House Bill 2552 would require the three managed-care companies participating in KanCare to either pay or deny all “clean” claims within 30 days and all other claims within 90 days.

Claims that aren’t paid on time would be subject to 12 percent annual interest, payable each month the claim is not addressed.

Clean claims are those that aren’t missing paperwork or delayed by other special circumstances, as defined in federal Medicare law, officials said.

“KanCare’s had a problem over the last year and two months of making timely payments,” said Rep. Jim Ward, D-Wichita, who spoke in favor of the bill on the floor.

“The three MCO’s (managed care organizations) are struggling with setting up the system,” Ward said. “The big hospitals and providers have all been complaining about not getting timely payments.”

He called HB 2552 “a good first step in correcting the problem.”

KanCare is Gov. Sam Brownback’s program to privatize health and home- and community-based services provided to the state’s Medicaid-eligible clients.

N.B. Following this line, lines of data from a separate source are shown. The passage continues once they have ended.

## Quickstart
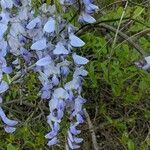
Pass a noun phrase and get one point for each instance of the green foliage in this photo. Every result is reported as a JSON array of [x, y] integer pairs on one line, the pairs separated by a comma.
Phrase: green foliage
[[116, 90]]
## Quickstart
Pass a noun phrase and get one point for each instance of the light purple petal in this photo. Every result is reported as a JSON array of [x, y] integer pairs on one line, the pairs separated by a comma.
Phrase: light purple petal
[[9, 129], [52, 142], [75, 41]]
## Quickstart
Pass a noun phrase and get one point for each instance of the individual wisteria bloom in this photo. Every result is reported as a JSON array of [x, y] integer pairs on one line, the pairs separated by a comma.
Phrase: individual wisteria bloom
[[47, 42]]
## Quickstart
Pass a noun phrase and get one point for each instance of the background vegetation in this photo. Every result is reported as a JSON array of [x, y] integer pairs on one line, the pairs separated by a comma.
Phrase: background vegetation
[[117, 91]]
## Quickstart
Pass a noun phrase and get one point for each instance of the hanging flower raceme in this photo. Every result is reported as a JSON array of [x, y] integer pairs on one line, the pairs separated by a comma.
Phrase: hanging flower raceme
[[52, 42]]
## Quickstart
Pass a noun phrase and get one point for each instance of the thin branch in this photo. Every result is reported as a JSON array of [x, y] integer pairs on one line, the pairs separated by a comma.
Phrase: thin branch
[[95, 144]]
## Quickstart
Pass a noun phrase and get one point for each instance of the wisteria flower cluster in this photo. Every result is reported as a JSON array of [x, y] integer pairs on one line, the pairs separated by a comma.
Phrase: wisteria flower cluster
[[47, 43]]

Recipients include persons with disabilities, senior citizens, very low-income families with children and pregnant women.

KanCare’s private managed-care companies took over the administration of most of those services on Jan. 1, 2013.

Home- and community-based services for the developmentally disabled were added earlier this year.

The three companies, Sunflower State Health Plan, United Health Care and Amerigroup, filed only written testimony on the bill. None of the companies opposed it, according to a supplemental note attached to the bill.

The bill passed on a voice vote without apparent opposition. The final recorded vote is expected to take place on Thursday. If it passes, the measure will go to the state Senate for consideration.